High-traffic articles in Wikipedia tend to degrade over time and require reformulation as entropy increases.

UPDATE: That didn’t take long. A Google sympathizer going by the name “Wolfkeeper” tried to erase the summary and replace it with a pithy personal opinion. See the history page.

5 thoughts on “Wikiality of Net Neutrality”

  1. Ah hem.

    “In essence, network neutrality regulations proposed by Senators Snowe and Dorgan and Representative Markey bar ISPs from offering Quality of Service enhancements for a fee.”

    Whilst I in no way disagree that that may be important, who says that that’s supposed to be *the* essence?

    I just wish I was as clever as Richard Bennett to have God-like knowledge of the world, its economics and networking, including all the peering agreements and legal implications to be able to state that that, and only that was important.

  2. The fallacy on which Wikipedia, the Virtual Encyclopedia, is founded holds that any uninformed group of people may, with earnest applications of proper grammar, spelling, and syntax, arrive at the truth. We’ve yet to see any evidence that this works. What actually happens in the Wikipedia world is that knowledgeable experts write articles only to have them systematically degraded over time by ignorant hacks and partisans.

    If you were to spend the next thirty years of your life working as a network protocol engineer and political activist you might accumulate the necessary base of knowledge to have this debate with me without asking your mother for help. But as it stands, you’re simply in over your head and quite sensibly ashamed to disclose your identity.

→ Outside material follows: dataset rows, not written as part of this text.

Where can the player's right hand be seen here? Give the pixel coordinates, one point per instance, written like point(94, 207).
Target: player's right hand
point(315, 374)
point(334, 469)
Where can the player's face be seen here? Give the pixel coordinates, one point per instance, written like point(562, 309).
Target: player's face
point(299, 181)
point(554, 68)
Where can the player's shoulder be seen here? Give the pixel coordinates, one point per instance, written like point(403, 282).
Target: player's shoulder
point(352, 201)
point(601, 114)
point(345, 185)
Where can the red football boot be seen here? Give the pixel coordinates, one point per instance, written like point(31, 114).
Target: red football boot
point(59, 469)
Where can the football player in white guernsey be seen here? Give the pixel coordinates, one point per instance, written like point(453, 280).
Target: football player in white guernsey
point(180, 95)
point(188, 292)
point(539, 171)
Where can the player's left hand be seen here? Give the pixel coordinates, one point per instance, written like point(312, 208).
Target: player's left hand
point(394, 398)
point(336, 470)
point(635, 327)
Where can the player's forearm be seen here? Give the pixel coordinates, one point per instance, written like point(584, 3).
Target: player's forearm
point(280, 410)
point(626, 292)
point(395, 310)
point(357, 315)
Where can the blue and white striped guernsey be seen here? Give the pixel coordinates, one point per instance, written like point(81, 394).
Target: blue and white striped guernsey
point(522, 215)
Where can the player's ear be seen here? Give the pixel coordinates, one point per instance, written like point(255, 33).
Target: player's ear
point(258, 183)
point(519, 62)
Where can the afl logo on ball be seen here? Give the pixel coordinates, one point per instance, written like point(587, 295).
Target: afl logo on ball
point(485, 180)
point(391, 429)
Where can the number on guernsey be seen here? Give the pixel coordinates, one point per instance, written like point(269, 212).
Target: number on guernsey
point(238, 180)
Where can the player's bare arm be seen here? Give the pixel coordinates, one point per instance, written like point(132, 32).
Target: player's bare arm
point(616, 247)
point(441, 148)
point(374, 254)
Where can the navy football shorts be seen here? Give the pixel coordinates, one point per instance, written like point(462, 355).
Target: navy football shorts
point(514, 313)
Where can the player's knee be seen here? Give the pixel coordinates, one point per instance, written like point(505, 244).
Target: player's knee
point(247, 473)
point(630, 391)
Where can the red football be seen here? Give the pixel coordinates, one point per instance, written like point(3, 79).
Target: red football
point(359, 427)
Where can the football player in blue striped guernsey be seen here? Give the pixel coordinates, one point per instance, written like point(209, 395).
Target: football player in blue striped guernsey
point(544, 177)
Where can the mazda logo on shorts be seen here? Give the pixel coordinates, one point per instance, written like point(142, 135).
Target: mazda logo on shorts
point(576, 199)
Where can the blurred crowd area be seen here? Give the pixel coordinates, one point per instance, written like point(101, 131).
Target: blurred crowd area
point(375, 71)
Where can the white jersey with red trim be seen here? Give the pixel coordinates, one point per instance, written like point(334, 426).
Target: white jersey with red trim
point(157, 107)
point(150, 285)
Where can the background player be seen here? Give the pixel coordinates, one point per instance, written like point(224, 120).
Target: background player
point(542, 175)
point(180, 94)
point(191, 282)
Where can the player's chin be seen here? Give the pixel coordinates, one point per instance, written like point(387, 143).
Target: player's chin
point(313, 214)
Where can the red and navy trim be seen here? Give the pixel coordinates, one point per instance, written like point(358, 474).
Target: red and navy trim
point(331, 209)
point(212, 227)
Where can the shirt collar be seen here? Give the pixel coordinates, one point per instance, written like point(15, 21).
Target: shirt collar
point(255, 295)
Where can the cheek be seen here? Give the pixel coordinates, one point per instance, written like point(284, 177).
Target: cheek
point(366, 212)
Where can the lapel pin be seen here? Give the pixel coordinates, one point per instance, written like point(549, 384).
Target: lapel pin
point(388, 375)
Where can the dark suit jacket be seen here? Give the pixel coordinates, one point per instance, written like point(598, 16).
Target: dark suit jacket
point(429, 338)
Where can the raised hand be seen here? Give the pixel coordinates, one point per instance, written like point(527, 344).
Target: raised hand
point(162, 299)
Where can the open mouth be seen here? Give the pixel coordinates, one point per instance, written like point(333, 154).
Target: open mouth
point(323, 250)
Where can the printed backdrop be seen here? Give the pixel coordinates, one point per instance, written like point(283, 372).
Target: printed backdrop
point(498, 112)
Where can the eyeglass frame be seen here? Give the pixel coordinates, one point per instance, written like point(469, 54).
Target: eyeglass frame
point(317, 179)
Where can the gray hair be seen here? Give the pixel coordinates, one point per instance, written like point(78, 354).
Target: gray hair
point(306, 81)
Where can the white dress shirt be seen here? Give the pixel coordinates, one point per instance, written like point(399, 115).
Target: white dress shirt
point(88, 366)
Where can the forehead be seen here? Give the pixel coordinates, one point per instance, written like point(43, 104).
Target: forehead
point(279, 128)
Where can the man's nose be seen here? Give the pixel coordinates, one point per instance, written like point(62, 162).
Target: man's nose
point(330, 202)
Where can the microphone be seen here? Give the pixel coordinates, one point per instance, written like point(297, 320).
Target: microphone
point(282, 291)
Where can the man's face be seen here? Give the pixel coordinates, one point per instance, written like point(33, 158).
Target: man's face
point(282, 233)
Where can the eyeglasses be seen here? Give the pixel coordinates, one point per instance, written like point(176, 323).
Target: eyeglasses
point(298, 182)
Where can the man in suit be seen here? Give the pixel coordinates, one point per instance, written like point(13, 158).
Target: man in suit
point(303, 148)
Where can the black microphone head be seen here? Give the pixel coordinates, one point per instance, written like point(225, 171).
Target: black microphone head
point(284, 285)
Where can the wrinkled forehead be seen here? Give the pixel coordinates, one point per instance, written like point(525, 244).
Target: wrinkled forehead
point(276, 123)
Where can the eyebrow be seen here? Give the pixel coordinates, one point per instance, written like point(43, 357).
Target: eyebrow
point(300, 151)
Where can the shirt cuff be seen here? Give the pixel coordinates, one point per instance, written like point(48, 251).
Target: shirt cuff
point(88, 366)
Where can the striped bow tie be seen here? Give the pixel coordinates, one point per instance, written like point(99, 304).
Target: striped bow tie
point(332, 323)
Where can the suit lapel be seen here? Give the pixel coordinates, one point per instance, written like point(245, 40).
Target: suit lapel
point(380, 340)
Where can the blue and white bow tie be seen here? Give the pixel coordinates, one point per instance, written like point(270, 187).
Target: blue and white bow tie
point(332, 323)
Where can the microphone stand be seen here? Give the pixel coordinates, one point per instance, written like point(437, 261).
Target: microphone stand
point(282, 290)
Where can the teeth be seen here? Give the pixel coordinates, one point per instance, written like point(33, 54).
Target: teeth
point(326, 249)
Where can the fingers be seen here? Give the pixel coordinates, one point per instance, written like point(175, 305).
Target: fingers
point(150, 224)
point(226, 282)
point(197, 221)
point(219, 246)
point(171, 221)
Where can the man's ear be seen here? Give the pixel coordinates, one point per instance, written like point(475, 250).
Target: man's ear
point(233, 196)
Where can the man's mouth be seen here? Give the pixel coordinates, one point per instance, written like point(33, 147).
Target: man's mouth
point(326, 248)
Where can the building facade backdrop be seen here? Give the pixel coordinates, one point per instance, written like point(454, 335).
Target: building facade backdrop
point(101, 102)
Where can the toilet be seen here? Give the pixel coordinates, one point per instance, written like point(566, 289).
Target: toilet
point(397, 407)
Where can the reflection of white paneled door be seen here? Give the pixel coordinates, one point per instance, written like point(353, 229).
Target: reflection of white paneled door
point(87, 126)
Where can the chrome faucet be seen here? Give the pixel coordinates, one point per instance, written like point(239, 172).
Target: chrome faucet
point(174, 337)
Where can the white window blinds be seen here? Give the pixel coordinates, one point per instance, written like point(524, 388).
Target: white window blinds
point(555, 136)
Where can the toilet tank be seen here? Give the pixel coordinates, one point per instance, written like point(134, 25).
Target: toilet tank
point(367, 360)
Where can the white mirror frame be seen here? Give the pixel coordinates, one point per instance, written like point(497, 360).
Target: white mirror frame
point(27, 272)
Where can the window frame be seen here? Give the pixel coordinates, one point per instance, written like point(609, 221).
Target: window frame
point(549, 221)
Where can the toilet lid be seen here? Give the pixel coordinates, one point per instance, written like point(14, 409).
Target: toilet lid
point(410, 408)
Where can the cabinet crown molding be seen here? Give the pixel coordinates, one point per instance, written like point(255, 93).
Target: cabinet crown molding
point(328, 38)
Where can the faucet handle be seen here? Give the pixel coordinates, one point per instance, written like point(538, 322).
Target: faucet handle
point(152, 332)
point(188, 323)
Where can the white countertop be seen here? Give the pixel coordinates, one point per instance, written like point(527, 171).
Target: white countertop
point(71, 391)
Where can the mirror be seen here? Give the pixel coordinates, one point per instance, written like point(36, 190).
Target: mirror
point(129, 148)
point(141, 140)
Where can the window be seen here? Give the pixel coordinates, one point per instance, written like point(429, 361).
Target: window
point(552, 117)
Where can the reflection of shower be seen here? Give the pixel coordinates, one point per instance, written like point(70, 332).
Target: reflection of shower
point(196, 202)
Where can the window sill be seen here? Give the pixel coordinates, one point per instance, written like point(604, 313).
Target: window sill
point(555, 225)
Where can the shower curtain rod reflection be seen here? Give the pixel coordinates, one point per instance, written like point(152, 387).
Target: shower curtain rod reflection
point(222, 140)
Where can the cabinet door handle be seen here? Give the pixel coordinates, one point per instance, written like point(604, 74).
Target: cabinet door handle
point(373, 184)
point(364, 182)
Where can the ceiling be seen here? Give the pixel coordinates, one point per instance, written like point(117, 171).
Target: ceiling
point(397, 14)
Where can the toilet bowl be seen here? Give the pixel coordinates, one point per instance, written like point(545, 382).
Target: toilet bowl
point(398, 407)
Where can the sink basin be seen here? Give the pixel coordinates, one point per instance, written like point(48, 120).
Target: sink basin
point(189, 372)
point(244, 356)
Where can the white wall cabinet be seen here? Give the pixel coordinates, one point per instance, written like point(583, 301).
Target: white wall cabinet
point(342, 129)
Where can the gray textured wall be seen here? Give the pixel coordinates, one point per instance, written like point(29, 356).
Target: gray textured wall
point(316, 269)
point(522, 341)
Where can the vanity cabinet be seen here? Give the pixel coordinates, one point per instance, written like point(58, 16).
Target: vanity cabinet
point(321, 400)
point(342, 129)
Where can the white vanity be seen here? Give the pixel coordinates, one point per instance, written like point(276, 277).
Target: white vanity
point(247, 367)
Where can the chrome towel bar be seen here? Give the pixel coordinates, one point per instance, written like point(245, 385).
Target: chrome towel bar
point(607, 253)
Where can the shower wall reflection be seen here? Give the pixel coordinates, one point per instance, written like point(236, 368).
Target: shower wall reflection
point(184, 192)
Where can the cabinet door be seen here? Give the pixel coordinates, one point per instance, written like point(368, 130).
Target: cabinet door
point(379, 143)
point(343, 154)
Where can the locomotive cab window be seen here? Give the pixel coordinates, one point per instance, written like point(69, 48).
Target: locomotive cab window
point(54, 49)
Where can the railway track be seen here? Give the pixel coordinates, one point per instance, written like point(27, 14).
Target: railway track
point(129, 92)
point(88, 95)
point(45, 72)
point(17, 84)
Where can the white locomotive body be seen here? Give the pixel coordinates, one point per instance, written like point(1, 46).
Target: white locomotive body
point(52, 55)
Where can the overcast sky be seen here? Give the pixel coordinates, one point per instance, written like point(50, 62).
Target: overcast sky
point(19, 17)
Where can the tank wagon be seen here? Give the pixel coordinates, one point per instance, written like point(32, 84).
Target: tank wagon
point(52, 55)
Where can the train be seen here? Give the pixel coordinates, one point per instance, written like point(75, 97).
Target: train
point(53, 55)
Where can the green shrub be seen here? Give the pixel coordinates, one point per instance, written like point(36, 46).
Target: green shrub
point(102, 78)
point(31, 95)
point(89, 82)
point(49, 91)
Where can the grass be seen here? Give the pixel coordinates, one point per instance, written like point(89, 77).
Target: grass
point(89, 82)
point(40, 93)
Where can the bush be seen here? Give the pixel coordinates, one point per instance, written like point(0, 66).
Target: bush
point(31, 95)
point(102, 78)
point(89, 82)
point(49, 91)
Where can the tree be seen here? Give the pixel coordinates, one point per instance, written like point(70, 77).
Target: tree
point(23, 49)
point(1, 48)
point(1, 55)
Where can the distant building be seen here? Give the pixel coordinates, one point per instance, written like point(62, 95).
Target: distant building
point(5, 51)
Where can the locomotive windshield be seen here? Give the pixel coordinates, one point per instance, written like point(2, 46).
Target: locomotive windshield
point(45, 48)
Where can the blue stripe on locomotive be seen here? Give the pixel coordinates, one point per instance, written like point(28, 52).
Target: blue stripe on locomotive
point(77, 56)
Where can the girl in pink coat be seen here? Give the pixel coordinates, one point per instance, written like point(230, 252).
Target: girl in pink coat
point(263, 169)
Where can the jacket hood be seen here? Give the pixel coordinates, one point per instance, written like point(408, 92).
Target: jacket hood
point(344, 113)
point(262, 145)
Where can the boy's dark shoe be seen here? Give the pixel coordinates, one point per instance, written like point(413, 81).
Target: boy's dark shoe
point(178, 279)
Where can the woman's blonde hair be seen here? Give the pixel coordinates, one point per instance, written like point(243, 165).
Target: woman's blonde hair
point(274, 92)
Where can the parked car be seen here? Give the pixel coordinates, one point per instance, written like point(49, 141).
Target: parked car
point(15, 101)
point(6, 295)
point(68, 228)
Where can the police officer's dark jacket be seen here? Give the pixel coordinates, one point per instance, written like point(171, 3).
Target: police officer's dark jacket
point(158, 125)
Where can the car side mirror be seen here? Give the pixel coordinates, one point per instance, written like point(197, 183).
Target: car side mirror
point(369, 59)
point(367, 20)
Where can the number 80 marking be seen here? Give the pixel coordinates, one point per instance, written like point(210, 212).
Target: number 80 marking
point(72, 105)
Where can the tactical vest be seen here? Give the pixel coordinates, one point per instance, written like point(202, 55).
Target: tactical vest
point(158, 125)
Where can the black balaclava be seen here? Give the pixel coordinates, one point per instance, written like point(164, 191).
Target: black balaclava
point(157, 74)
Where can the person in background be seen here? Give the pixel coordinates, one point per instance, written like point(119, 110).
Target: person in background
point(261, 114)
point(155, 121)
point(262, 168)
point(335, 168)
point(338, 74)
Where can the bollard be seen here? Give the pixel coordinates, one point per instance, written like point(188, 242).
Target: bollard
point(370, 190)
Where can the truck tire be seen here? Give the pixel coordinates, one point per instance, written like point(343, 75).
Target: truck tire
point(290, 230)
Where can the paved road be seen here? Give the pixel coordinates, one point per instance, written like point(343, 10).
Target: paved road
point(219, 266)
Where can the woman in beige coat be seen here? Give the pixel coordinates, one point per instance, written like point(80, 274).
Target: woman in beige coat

  3. “What actually happens in the Wikipedia world is that knowledgeable experts write articles only to have them systematically degraded over time by ignorant hacks and partisans.”

    True, though I still find that for many subjects (the ones that only experts are interested in like and have no political interest), the degradation can be slow enough that the experts can keep up on it. What Wikis really need (what the world really needs) is some kind of powerful “weak AI” that can spot irrational explanations for changes and tell the difference between a punctuation or grammar change and a substantive one and run the change by an appropriate expert. Notifying a biochemist when a language change has been made (instead of, say, an English professor) will cause people to ignore all small changes.

    This is another example where intelligence is the limiting factor to human civilization. I could think of nothing that would change human society more than having people be confronted daily by something that could understand when they are being idiots and explain it to them. Imagine a generation of kids that could ask a source of information in plain language something like “My pastor says that scientists can’t know how old the earth is. Why do they think they do?” and be given an appropriate page on Talkorigins.org or the like. Imagine a generation of kids who have had terms like “sophistry” and “fallacy” explained to them and applied to their thinking by patient AI chat bots and artificial tutors. AI researchers are constantly telling us that subject specific AI is really pretty good (at taking hotel reservations on the phone and understanding questions about travel advise for an example). Why doesn’t someone get on the job of using AI for educational and collaborative purposes?

  4. Why doesn’t someone get on the job of using AI for educational and collaborative purposes?

    Because it doesn’t work.

    We are not lacking in intelligence. In the example you give people are perfectly capable of understanding your point, but choose not to agree because it clashes with a belief system. Unfortunately you’re not going convince many people by bombarding them with facts – you need to present a richer, more coherent belief system.

    While you try and think of one, your fantasy that machines will save us will cause you a lot of distress.